Purtroppo, ormai è chiaro, la situazione del Covid in Italia sta rapidamente peggiorando.
Le infezioni quotidiane sono salite del 77% nell’ultimo mese. I ricoverati oggi sono quasi 22mila, dieci giorni fa erano duemila in meno. Quelli in terapia intensiva sono aumentati, nell’ultimo mese, del 60% in Toscana, del 32% in Lombardia, del 20% in Emilia-Romagna.
Le varianti, più contagiose, hanno ormai largamente superato il virus originario.
Insomma, la situazione è cambiata.
Il governo Draghi è entrato in carica da tre settimane e sarebbe quindi ingeneroso attribuirgli troppe responsabilità.

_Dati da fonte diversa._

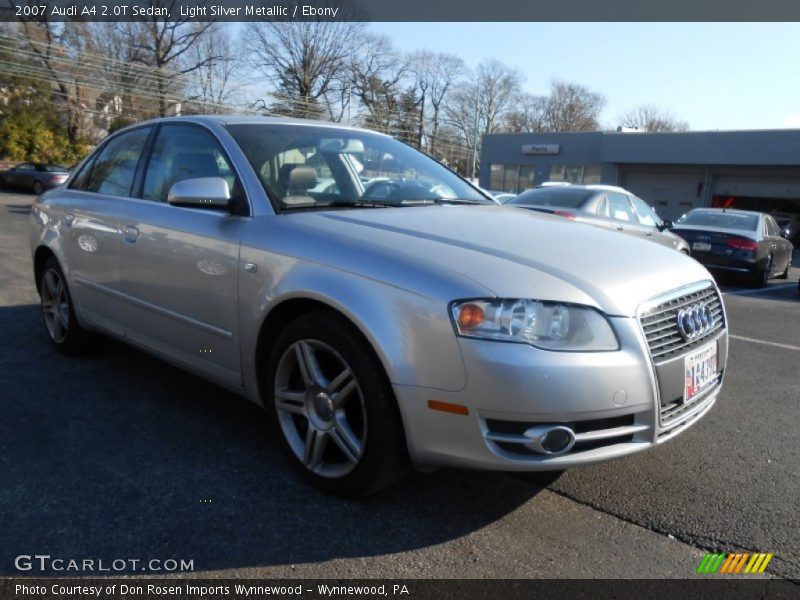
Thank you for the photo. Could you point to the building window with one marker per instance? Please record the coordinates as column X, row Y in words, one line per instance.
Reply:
column 592, row 174
column 511, row 178
column 557, row 173
column 495, row 177
column 576, row 174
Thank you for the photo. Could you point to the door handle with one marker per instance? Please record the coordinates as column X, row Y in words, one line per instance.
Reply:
column 130, row 233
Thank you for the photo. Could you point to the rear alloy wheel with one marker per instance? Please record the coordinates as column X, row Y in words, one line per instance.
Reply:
column 335, row 408
column 65, row 332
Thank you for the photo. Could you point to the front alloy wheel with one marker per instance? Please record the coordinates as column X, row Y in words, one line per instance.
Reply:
column 62, row 326
column 320, row 408
column 334, row 407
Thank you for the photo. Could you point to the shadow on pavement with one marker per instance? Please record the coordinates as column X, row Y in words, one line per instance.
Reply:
column 117, row 455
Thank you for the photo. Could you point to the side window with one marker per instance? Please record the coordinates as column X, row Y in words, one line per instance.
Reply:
column 300, row 174
column 82, row 178
column 772, row 226
column 647, row 215
column 602, row 207
column 620, row 208
column 113, row 170
column 185, row 152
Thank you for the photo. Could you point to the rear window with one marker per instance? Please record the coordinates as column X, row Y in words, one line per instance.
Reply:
column 723, row 220
column 562, row 198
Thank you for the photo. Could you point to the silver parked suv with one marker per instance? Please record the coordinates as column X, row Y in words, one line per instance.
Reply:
column 424, row 324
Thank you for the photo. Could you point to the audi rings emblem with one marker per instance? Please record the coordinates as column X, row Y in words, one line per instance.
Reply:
column 695, row 321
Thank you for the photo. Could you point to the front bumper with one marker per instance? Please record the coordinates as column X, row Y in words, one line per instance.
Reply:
column 612, row 400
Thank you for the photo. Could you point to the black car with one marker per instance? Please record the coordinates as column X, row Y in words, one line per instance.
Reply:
column 739, row 241
column 33, row 177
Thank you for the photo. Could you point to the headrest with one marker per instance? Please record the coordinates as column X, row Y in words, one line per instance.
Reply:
column 302, row 178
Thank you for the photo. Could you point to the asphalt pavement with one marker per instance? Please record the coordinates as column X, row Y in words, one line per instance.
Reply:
column 118, row 455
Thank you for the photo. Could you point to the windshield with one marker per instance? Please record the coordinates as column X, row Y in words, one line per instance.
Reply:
column 560, row 197
column 720, row 219
column 303, row 166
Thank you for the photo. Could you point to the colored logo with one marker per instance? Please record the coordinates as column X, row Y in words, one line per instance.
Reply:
column 734, row 563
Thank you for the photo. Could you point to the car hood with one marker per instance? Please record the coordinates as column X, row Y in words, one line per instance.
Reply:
column 512, row 253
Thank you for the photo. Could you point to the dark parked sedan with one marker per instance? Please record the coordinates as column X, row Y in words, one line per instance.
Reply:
column 741, row 241
column 33, row 177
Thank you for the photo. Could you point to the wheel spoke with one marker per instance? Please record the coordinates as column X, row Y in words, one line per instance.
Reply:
column 345, row 439
column 309, row 366
column 51, row 284
column 316, row 441
column 341, row 387
column 291, row 402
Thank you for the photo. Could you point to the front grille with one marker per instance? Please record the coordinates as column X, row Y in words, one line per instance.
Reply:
column 660, row 323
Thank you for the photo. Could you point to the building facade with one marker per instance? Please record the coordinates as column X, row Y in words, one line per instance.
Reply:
column 674, row 172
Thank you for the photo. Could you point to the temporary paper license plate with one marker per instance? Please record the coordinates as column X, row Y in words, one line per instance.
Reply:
column 701, row 371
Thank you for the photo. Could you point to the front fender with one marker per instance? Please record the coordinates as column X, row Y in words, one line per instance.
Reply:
column 411, row 334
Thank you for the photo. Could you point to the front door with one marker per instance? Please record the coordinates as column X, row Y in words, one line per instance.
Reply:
column 92, row 216
column 179, row 266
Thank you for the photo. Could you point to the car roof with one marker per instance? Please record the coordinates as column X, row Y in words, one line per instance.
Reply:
column 563, row 185
column 736, row 211
column 251, row 120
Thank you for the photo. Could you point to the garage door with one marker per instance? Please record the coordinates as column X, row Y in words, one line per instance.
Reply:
column 672, row 194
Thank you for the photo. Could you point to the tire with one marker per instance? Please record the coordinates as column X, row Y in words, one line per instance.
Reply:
column 334, row 408
column 58, row 312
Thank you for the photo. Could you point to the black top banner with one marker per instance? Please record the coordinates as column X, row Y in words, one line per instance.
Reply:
column 402, row 10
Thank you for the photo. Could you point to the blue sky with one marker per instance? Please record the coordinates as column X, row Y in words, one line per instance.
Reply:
column 713, row 75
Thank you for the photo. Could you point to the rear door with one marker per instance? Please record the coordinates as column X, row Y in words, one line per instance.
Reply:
column 179, row 266
column 92, row 215
column 648, row 223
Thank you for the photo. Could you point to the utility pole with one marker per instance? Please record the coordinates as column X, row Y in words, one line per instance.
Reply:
column 475, row 135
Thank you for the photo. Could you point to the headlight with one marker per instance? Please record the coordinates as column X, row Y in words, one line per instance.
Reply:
column 547, row 325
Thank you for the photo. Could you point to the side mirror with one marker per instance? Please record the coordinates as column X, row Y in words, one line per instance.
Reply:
column 202, row 192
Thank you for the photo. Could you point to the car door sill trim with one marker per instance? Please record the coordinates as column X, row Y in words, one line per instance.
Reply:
column 156, row 309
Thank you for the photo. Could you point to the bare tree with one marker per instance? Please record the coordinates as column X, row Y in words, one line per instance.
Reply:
column 435, row 77
column 572, row 107
column 211, row 82
column 497, row 87
column 377, row 75
column 57, row 47
column 164, row 44
column 647, row 117
column 304, row 61
column 528, row 114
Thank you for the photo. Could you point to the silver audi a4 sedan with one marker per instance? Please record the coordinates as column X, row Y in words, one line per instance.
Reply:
column 424, row 325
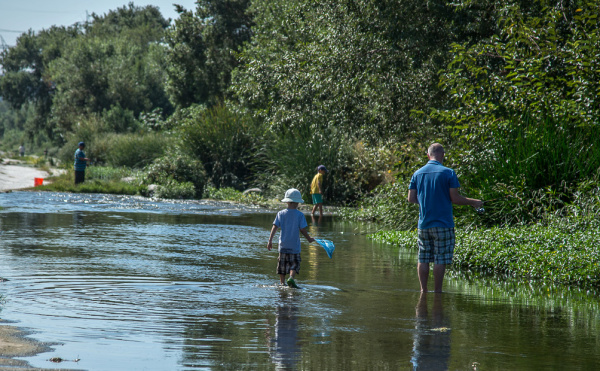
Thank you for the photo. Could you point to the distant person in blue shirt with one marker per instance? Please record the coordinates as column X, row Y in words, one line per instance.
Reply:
column 292, row 222
column 80, row 164
column 435, row 188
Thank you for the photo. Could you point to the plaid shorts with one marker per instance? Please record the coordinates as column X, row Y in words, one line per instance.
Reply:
column 436, row 245
column 288, row 262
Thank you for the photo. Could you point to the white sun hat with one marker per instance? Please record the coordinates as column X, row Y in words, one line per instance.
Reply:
column 293, row 195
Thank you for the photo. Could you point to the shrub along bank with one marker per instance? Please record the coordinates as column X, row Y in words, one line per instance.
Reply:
column 562, row 251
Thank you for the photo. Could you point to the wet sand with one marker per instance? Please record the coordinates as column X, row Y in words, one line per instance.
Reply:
column 13, row 342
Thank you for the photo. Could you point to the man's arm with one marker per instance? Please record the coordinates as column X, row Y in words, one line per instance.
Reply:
column 459, row 199
column 412, row 196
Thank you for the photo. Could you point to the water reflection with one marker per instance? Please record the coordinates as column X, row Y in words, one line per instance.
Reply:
column 285, row 347
column 431, row 345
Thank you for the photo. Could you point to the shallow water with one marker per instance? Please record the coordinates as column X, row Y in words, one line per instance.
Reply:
column 127, row 283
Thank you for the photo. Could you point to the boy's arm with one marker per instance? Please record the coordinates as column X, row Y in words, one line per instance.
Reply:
column 270, row 244
column 305, row 234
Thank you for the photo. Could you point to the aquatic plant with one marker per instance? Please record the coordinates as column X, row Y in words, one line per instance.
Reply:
column 559, row 251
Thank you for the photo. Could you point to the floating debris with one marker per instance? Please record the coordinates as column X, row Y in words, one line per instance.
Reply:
column 59, row 360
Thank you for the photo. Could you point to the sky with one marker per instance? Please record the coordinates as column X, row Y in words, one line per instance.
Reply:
column 18, row 16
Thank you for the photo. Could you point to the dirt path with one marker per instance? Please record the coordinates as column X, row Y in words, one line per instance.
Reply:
column 13, row 177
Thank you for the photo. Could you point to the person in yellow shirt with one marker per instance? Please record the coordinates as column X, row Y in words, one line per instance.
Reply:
column 316, row 190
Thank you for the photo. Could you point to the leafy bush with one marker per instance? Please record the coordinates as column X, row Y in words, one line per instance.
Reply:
column 131, row 150
column 560, row 251
column 387, row 206
column 292, row 157
column 223, row 141
column 176, row 170
column 170, row 188
column 107, row 173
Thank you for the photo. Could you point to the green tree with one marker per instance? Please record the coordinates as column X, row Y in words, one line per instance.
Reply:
column 203, row 46
column 26, row 80
column 542, row 62
column 362, row 65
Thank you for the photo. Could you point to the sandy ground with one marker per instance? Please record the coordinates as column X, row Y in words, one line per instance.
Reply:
column 13, row 177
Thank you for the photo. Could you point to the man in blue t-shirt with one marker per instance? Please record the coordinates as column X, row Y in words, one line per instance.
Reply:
column 435, row 188
column 80, row 163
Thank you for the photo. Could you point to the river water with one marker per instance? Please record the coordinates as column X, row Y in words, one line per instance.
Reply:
column 128, row 283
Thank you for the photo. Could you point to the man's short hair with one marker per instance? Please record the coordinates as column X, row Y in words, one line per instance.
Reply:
column 435, row 149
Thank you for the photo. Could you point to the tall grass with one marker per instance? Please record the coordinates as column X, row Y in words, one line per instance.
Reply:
column 537, row 153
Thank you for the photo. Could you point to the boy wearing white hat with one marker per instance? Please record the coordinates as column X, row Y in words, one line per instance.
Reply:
column 292, row 222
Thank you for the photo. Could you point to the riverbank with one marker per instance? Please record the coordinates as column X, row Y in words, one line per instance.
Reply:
column 15, row 175
column 13, row 343
column 562, row 251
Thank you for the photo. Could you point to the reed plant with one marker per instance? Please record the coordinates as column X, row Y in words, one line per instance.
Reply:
column 561, row 251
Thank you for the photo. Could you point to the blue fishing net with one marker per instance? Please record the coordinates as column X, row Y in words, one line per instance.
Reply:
column 327, row 245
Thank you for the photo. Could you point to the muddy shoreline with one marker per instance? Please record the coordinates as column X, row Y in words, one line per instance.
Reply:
column 13, row 340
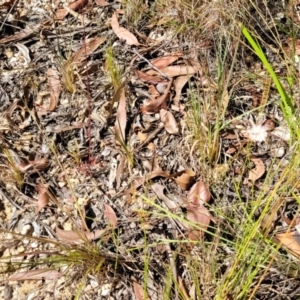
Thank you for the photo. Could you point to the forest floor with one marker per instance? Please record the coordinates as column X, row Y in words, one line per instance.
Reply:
column 149, row 149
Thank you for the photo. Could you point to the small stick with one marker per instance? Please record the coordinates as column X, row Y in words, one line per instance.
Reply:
column 152, row 66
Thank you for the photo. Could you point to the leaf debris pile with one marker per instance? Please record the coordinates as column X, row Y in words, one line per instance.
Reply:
column 121, row 155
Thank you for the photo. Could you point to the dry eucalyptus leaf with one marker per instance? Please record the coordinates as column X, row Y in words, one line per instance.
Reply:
column 287, row 239
column 258, row 171
column 62, row 12
column 148, row 78
column 121, row 119
column 179, row 83
column 139, row 292
column 35, row 275
column 55, row 88
column 162, row 62
column 78, row 236
column 282, row 133
column 198, row 194
column 123, row 33
column 169, row 121
column 43, row 198
column 153, row 91
column 173, row 71
column 158, row 189
column 110, row 215
column 86, row 50
column 184, row 178
column 102, row 3
column 151, row 106
column 200, row 216
column 24, row 50
column 34, row 166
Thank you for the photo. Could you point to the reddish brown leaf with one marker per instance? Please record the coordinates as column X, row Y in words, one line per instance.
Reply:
column 110, row 215
column 200, row 216
column 178, row 70
column 179, row 83
column 62, row 13
column 139, row 292
column 55, row 88
column 35, row 275
column 34, row 166
column 169, row 121
column 123, row 33
column 288, row 240
column 153, row 91
column 78, row 236
column 162, row 62
column 158, row 189
column 198, row 194
column 184, row 178
column 25, row 33
column 62, row 128
column 86, row 50
column 258, row 171
column 102, row 3
column 120, row 124
column 151, row 106
column 43, row 198
column 149, row 78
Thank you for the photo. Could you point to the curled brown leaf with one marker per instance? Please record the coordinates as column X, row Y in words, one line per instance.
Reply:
column 78, row 236
column 179, row 83
column 34, row 166
column 110, row 215
column 258, row 171
column 158, row 189
column 162, row 62
column 35, row 275
column 201, row 217
column 120, row 124
column 173, row 71
column 86, row 50
column 44, row 197
column 122, row 33
column 169, row 121
column 148, row 78
column 62, row 12
column 151, row 106
column 139, row 292
column 198, row 194
column 55, row 88
column 184, row 178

Però emerge con chiarezza che accanto alla strategia vaccinale, che è di lungo termine, non c’è una strategia di prevenzione e di anticipo sul breve, cioè fino a quando i vaccini non inizieranno a ridurre i contagi.
Ogni sforzo è proiettato verso il dopodomani, ma intanto si è creato il grande buco: un mese, un mese e mezzo di buco, fino ad almeno fine marzo metà aprile.
Così siamo finiti in una nuova emergenza, in una nuova angoscia.
Angoscia che viene accresciuta, e non diminuita, dall’assenza ostinata del capo del governo, una scelta di assenza che non è più comunicativa ma è sostanziale, perché nei momenti bui chi governa ha il dovere di mettere la faccia, di dire ai cittadini quello che sta succedendo e di dire quello che sta facendo per evitare il peggio oggi, non solo tra due mesi.
All’estero lo fanno tutti, da Macron a Johnson, da Merkel a Biden, che ha parlato agli americani giusto ieri notte. Siamo solo noi ad avere, nel momento più difficile, un potere totalmente muto e invisibile.